Kurdish control over Syria's north raises controversy, deep concernsReports indicating that Syrian Kurds have been gaining control over major Kurdish towns and cities near the Turkish border have sparked a debate on whether a new Kurdish self-governing region is emerging next to Iraqi Kurdistan and fueled concerns that the area may turn into a new base for the Kurdistan Workers' Party (PKK).
Syrian Kurdish groups have reportedly gained control of several towns, including Kobane and Efrin in Aleppo and Amude in the city of al-Hasakah, over the past few days, while negotiations with Syrian forces for the peaceful surrender of Qamishli, the biggest Kurdish city in Syria, are under way. Turkish media have published conflicting reports over what has been happening in the Kurdish areas of Syria since last week, when the Syrian forces were apparently moved from the north to Damascus and other regions to strike back at the opposition fighters after a major attack in the capital last Wednesday that killed the Syrian defense minister and two other senior officials. Some reports say the PKK has sent its militants to the Kurdish region in Syria while others maintained it was the peshmerga forces of the Iraqi Kurdish administration that have been dispatched to the area to “protect the Syrian Kurdish population from the PKK-affiliated Democratic Union Party [PYD].”

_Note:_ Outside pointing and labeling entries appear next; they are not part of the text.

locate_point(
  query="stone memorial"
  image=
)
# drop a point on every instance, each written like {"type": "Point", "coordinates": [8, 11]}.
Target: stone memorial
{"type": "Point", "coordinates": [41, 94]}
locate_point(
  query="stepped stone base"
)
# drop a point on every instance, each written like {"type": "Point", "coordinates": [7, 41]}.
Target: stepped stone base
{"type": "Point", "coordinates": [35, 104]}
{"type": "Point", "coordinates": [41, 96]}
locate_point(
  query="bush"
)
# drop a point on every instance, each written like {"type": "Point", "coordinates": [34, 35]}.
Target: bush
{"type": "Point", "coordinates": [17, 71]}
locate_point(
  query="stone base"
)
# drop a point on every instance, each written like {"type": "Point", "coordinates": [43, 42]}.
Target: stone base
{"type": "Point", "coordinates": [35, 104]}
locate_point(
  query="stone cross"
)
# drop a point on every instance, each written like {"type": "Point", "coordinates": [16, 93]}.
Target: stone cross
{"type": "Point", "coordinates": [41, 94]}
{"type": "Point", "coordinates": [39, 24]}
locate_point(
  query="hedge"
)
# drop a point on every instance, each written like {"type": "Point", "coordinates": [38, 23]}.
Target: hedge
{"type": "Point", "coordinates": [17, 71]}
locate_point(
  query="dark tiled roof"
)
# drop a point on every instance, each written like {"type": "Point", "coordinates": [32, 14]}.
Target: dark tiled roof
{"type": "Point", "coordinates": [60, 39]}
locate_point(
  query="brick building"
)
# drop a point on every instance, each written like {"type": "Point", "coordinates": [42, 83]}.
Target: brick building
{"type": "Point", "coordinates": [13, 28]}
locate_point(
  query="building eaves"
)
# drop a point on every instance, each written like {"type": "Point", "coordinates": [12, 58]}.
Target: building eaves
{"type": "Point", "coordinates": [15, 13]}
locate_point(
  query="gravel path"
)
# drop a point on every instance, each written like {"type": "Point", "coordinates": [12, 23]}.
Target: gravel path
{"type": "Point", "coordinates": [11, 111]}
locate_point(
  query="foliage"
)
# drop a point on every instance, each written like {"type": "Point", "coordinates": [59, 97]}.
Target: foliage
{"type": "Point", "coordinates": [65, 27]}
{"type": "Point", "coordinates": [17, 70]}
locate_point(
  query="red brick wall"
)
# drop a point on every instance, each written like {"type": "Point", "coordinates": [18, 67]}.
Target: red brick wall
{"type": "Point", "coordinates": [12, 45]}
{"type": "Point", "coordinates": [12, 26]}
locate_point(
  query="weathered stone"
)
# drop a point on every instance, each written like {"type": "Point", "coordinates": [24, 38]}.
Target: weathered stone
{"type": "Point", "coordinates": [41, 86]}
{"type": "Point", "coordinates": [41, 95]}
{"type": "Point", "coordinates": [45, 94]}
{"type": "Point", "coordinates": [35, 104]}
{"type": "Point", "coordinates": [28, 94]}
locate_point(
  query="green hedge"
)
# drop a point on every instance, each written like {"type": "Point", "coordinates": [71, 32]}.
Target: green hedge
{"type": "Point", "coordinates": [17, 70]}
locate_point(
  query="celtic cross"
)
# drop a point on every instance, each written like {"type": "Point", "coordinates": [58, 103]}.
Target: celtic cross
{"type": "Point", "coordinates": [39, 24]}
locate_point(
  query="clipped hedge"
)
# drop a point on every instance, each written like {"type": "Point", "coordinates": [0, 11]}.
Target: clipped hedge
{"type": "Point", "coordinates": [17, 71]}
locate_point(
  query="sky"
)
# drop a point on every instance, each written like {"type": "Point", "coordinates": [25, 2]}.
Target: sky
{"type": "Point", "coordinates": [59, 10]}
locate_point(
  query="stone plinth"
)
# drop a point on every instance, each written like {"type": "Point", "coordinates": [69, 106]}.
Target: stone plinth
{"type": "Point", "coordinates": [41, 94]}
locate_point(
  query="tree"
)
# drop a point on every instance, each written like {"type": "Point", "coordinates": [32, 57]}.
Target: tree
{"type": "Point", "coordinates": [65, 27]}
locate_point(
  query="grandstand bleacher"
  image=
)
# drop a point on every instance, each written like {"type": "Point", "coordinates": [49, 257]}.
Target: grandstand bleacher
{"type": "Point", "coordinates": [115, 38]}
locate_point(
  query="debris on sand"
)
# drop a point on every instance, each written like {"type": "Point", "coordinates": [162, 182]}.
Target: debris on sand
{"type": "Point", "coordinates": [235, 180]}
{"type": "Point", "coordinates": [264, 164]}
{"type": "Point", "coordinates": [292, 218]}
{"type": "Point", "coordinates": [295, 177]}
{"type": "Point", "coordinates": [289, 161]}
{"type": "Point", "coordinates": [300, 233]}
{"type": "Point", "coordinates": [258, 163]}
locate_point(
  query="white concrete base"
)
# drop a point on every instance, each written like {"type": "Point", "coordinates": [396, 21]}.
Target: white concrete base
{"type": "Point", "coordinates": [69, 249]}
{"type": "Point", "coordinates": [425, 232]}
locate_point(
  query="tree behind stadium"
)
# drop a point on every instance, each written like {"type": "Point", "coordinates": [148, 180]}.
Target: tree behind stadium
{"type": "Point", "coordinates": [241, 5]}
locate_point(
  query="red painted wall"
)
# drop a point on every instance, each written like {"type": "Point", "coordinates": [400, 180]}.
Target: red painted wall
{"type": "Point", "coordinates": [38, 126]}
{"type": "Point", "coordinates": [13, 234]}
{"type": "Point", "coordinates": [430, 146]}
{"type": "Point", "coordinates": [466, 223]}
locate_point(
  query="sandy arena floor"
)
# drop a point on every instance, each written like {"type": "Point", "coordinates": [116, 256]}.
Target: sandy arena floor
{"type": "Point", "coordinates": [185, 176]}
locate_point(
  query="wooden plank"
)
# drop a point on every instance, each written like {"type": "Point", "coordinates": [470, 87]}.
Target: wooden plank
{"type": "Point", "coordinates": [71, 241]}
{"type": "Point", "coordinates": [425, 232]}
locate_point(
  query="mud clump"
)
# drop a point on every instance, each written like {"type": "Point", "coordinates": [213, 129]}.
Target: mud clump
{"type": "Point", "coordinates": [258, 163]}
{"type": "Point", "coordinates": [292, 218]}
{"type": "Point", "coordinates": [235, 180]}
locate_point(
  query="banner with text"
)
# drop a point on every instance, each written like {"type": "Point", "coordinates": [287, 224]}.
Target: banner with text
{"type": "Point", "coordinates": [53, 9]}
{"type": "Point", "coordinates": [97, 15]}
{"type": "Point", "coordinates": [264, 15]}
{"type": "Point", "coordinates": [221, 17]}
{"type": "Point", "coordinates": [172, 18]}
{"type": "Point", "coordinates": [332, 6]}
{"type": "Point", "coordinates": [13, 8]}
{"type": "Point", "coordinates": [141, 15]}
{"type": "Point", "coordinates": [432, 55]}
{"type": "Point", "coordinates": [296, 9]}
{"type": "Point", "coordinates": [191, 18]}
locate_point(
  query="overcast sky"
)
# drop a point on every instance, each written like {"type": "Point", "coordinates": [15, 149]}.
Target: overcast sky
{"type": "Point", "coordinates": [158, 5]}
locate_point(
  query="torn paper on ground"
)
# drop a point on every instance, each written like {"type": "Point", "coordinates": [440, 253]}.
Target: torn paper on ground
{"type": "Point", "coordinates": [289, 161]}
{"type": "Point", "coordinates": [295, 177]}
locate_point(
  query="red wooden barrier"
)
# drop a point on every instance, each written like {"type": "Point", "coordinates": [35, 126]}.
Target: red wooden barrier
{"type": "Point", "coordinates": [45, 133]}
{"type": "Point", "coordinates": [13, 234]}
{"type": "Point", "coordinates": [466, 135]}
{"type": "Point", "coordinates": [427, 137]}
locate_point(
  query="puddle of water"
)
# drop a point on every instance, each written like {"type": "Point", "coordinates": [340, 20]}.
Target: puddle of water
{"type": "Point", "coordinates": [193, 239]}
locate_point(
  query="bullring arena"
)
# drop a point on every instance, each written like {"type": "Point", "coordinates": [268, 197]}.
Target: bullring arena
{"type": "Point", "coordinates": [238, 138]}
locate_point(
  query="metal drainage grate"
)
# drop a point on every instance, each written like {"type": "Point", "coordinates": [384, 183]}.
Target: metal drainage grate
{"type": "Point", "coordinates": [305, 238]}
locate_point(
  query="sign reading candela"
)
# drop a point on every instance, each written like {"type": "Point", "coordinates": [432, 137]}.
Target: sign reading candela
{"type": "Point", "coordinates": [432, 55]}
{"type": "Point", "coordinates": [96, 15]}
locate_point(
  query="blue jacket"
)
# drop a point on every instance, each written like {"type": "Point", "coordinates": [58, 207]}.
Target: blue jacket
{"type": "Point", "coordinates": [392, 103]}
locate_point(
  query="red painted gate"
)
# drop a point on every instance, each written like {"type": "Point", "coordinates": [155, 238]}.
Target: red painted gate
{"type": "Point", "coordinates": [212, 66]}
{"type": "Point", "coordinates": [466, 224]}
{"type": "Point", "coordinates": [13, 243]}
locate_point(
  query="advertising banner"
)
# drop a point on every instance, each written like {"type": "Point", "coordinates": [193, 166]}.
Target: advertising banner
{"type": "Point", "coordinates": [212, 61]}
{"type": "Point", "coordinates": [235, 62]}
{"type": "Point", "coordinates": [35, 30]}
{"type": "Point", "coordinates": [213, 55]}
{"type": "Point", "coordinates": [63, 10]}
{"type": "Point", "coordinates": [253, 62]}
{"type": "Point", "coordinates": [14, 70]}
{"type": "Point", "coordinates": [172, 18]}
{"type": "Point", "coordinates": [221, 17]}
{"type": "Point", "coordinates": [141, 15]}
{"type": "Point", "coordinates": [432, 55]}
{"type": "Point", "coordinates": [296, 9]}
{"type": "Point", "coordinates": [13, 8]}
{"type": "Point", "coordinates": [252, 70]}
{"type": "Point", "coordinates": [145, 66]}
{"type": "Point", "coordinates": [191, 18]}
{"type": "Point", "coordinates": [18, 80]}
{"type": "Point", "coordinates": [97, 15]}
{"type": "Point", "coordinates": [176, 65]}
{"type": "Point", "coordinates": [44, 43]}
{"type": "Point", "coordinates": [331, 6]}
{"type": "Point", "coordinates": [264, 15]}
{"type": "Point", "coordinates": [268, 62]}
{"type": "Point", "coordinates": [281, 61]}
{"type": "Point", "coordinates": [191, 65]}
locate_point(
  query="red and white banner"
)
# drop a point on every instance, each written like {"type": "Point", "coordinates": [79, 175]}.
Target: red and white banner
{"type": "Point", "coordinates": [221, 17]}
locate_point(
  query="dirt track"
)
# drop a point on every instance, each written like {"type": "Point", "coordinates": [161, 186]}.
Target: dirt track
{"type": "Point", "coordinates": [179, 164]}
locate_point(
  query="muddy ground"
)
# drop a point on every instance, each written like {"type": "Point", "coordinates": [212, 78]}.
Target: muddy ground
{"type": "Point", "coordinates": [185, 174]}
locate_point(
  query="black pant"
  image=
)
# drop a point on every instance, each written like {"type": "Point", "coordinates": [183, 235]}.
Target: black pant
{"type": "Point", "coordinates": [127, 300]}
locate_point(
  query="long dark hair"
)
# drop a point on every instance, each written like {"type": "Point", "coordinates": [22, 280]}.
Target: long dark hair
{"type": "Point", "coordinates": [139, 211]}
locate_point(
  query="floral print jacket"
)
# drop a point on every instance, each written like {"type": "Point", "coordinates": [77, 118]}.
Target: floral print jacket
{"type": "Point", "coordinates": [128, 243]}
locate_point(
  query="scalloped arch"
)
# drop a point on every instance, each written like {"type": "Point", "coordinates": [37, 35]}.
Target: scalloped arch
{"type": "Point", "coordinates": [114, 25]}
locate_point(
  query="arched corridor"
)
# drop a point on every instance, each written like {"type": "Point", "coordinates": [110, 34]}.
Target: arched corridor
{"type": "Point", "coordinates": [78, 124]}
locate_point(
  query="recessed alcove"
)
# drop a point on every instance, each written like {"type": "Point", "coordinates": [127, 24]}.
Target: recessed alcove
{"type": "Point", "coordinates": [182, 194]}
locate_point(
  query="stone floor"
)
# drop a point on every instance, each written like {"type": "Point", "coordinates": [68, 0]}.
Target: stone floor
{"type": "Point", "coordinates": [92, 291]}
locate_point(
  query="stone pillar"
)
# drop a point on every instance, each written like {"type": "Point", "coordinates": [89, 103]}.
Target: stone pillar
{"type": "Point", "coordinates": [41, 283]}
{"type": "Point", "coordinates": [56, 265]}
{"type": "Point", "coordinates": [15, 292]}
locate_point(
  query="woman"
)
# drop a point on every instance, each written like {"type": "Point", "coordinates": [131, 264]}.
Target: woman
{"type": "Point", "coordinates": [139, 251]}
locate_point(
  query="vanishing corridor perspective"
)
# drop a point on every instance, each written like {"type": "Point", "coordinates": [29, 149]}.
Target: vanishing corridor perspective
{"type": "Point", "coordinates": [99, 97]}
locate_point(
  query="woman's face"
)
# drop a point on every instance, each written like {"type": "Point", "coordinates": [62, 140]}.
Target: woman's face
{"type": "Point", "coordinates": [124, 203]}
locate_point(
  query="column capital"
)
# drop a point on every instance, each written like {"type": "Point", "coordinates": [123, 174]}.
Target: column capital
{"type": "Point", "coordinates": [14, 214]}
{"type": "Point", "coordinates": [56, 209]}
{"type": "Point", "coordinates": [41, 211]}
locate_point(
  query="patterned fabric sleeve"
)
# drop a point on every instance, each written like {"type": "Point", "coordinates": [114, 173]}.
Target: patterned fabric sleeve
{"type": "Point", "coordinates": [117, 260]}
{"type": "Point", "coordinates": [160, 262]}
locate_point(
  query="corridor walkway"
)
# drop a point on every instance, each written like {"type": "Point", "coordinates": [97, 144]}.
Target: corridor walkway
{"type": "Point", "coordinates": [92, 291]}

Kurdish authorities denied the latter claim. “A number of newspapers and websites have published reported [sic] that Kurdish Peshmerga forces have entered Kurdistan of Syria, but we firmly reject that news as baseless and far from the truth,” the website of the Kurdistan Region Presidency quoted a presidential spokesperson as saying.
Syrian Kurds, for their part, confirmed that Kurdish forces did enter recently from Iraqi Kurdistan but said they were Syrian Kurdish soldiers who had defected from the Syrian military, not peshmerga forces as reported by some media outlets and the Syrian Arab opposition.
“The Kurdish forces that recently entered from Iraqi Kurdistan into the Kurdish areas of Syria are Syrian Kurdish soldiers who defected from the Syrian army and resorted to Iraqi Kurdistan, where they received military training and got organized, and now they are back to participate in the liberation of their own cities and villages from the armed forces of the Assad regime,” a Syrian Kurdish activist, identified as Yilmaz Saeed, was quoted as saying on Kurdish website Rudaw. On Monday, the Turkish Vatan daily reported that some 2,000 PKK militants had been sent to the region. It was not possible to independently verify the report.
The Syrian Kurds were first divided over how to respond to a widespread revolt against President Bashar al-Assad’s rule, with the PYD supporting the Assad regime, saying its opponents are backed by foreign countries such as Turkey while an umbrella organization of more than 10 Kurdish parties -- named the Kurdish National Council (KNC) of Syria -- was more inclined to join the anti-Assad movement.
The differences between the Kurds as a whole and the Syrian National Council, the main Syrian opposition group, also appear to be deep. The KNC, which attended an SNC meeting in Cairo early this month, walked out of the meeting in protest of the Syrian opposition’s insistence to refer to Syria as an Arab nation and accept the Kurds’ existence as a separate nation.
The differences between the two Kurdish groups, the KNC and the PYD, were reconciled during a meeting summoned by Iraqi Kurdish leader Massoud Barzani last month in Arbil, northern Iraq. The two groups reportedly agreed to jointly run the Kurdish areas of Syria, creating three committees on foreign relations, peace and order and supervision of public services. The deal also appears to have been based on a mutual agreement that the Kurds will act on their own, aligning themselves neither with the Sunni Arab opposition nor the Assad regime.
Thus, when the Free Syrian Army, an armed opposition group of mostly Syrian army defectors, offered help, the armed wing of the Kurdish alliance, called Protection Forces, made it clear that they are neither needed nor welcome in the Kurdish region.
In a sign of PKK dominance, reports from the region also said the PKK flag, along with the Kurdish flag, was hoisted in state buildings in Kurdish towns “liberated” from the Syrian army.
Tensions with FSA
Turkey has long had troubled relations with the Iraqi Kurds because they offered a safe haven for the PKK in northern Iraq. But ties have improved drastically over the recent years after the Barzani administration committed to supporting Turkey’s counterterrorism efforts. But prospects that the Barzani-brokered deal among the Syrian Kurds may pave the way for a new Kurdish autonomous region next to the Iraqi Kurdistan where the PKK calls the shots have already raised worries in Turkey.
Another source of concern is whether the de facto Kurdish autonomy in northern Syria would speed up the feared disintegration of Syria by sparking tensions between the Arab opposition and the Kurds, in addition to the already raging battle between the pro-Assad Alawites and the Sunni Arab opposition.
Speaking to Today’s Zaman, a senior FSA commander played down prospects for Kurdish separatism, saying the PKK and the PYD do not have popular support. Malik al-Kurdi, the FSA’s deputy leader, speaking in an interview in Hatay province on the Syrian border, claimed the PYD was unpopular because of its pro-Assad actions. Al-Kurdi also said the Syrian Kurds would not be willing to create their own state within Syria and vowed to stop if there is ever an attempt to this effect. “The FSA will never let it happen,” he said.